Rendity review shows that it is a Austrian-based investment platform for real estate and offers the first real estate investment depot in Europe: hence investors can compile a portfolio from different real estate projects that corresponds to their investment style.

Rendity was established in 2014. Rendity complies with strict information obligations according to the Small Investor Protection Act or rather Alternative Financing Act (“AltFG”) and is an authorized financial advisor. The entire investment into development projects is handled over an insolvency-protected escrow account. After successful completion of the funding, the funds are then transferred to the real estate developer. So far, over 1100 registered investors have benefited from Rendity. More than 2,141,000 of loans for businesses have been already funded through Rendity.

Key facts about Rendity

Estimated annual returns: Up to 7%

Launched: 2014

Autoinvest: NO

Loan security: Real estate as collateral

Provision fund: NO

Registered investors: 1080 investors in February 2019

Buyback guarantee: NO

Minimal investment: €1000

Time to become invested: Varies on loans availability

Time needed managing: Low

Regulation: YES

Country of operation: Austria and Germany

Defaulted loans: 0%

Borrowers verification: By the platform

Accepted currencies: EUR

Accepts investors from: All countries

The Rendity Review: Pros and Cons

PROS

– All loans secured by real estate
– Regulated financial advisor
– 0% default rate and no late loans for more than 60 days
– Creditor companies of the group specialise in short-term loans (PDL)
– Fast ID verification up to 2 working days

CONS

– Not so many investors and already funded projects
– Low interest rates (hard to compete with other P2P platforms)
– Bugs at the website (language needs to be fixed)
– High minimum investment (1000 eur)
– No BuyBack guarantee

Competitors

Mintos, Grupeer, EstateGuru, Crowdestate, Lendy

Rendity Review: what I have experienced so far

Firstly, some words about opening account at Rendity. For me it was easy process, all I needed was to click fill your personal data and that’s it. Later you have to upload your ID card copy to Rendity’s dashboard and wait for confirmation. Howehver, during the registration half of the information was in German language and half in english. Verification letter that was sent had a bug inside and I could see a long coded text that was definitely not necessary.

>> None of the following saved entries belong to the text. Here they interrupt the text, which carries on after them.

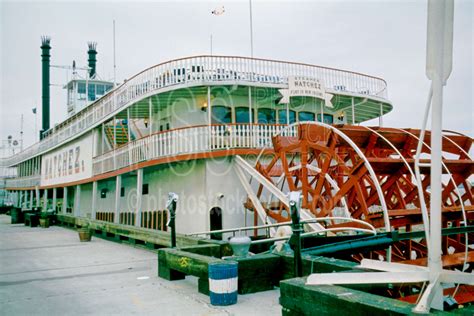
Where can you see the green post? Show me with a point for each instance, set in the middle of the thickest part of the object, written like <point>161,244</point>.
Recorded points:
<point>45,59</point>
<point>92,52</point>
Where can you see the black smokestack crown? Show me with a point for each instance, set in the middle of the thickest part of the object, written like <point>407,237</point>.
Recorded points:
<point>45,60</point>
<point>92,52</point>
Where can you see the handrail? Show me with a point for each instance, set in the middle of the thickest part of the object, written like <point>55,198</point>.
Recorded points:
<point>189,140</point>
<point>197,70</point>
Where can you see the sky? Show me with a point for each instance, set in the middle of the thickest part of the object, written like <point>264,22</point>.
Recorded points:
<point>386,39</point>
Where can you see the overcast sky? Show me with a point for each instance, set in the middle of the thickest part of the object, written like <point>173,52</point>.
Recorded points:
<point>380,38</point>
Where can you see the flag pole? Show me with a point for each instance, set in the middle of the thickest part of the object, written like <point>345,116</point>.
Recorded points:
<point>251,29</point>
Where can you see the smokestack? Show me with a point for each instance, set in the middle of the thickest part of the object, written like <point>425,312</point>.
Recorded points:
<point>92,60</point>
<point>45,59</point>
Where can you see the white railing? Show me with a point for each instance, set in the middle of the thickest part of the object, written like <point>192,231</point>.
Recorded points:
<point>191,140</point>
<point>23,182</point>
<point>199,70</point>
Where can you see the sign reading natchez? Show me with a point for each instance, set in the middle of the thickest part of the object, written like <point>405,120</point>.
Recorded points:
<point>299,86</point>
<point>68,163</point>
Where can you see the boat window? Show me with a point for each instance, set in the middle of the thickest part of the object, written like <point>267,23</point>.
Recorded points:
<point>328,118</point>
<point>242,115</point>
<point>100,89</point>
<point>305,116</point>
<point>221,114</point>
<point>282,117</point>
<point>216,222</point>
<point>81,87</point>
<point>266,116</point>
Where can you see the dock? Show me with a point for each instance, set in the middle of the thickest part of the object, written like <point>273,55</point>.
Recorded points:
<point>49,272</point>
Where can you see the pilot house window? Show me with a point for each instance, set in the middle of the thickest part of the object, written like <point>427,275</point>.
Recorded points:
<point>266,116</point>
<point>221,114</point>
<point>305,116</point>
<point>242,115</point>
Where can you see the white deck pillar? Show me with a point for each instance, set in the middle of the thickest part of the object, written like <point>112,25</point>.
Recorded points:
<point>77,201</point>
<point>353,111</point>
<point>54,199</point>
<point>45,200</point>
<point>64,210</point>
<point>20,201</point>
<point>138,216</point>
<point>37,204</point>
<point>94,200</point>
<point>118,187</point>
<point>31,199</point>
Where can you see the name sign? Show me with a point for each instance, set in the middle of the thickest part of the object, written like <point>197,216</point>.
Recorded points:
<point>69,163</point>
<point>299,86</point>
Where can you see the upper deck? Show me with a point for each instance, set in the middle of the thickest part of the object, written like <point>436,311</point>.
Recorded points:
<point>207,71</point>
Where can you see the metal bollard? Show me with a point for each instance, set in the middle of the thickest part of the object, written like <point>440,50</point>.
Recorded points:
<point>171,205</point>
<point>295,198</point>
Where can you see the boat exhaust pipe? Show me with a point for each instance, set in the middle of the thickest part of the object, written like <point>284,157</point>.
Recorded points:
<point>45,59</point>
<point>92,52</point>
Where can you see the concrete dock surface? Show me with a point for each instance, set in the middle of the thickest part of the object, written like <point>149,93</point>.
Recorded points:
<point>49,272</point>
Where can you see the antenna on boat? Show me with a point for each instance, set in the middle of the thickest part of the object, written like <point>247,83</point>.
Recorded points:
<point>251,28</point>
<point>21,132</point>
<point>115,65</point>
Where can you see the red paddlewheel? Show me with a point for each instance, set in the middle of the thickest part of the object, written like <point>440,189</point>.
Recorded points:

Add funds to Rendity’s account also is enough easy. They even give 25 eur bonus for the first investment (if the investment is done in 14 days after the registration). However, minimal investment is high compared to other P2P platforms. You need to invest at least 1000 eur (where f.x. at other platforms you can start with 1 eur as initial investment).

Some of the investors can say that Rendity does not have a long traction and are a new players in this sector. And yes, that is correct. However, the platform is a financial adviser registered in Austria and an authorized financial investment broker in Germany regulated by the Chamber of Industry and Commerce (IHK). That gives more trust compared to other P2P platforms (even if those have traction but operate in non regulated markets).

I always emphasize that returns should not be the key factor once you decide to where to invest. The most important is how the platforms evaluate the borrowers (in this case real estate developers). Returns are low (only up to 7%), however the platform is regulated (that is plus).
Rendity seems to have a young team and a decent board of advisers that follows with a deep understanding about the financial markets.
It looks like they started Rendity in 2014, however more active marketing campaigns started only in 2018.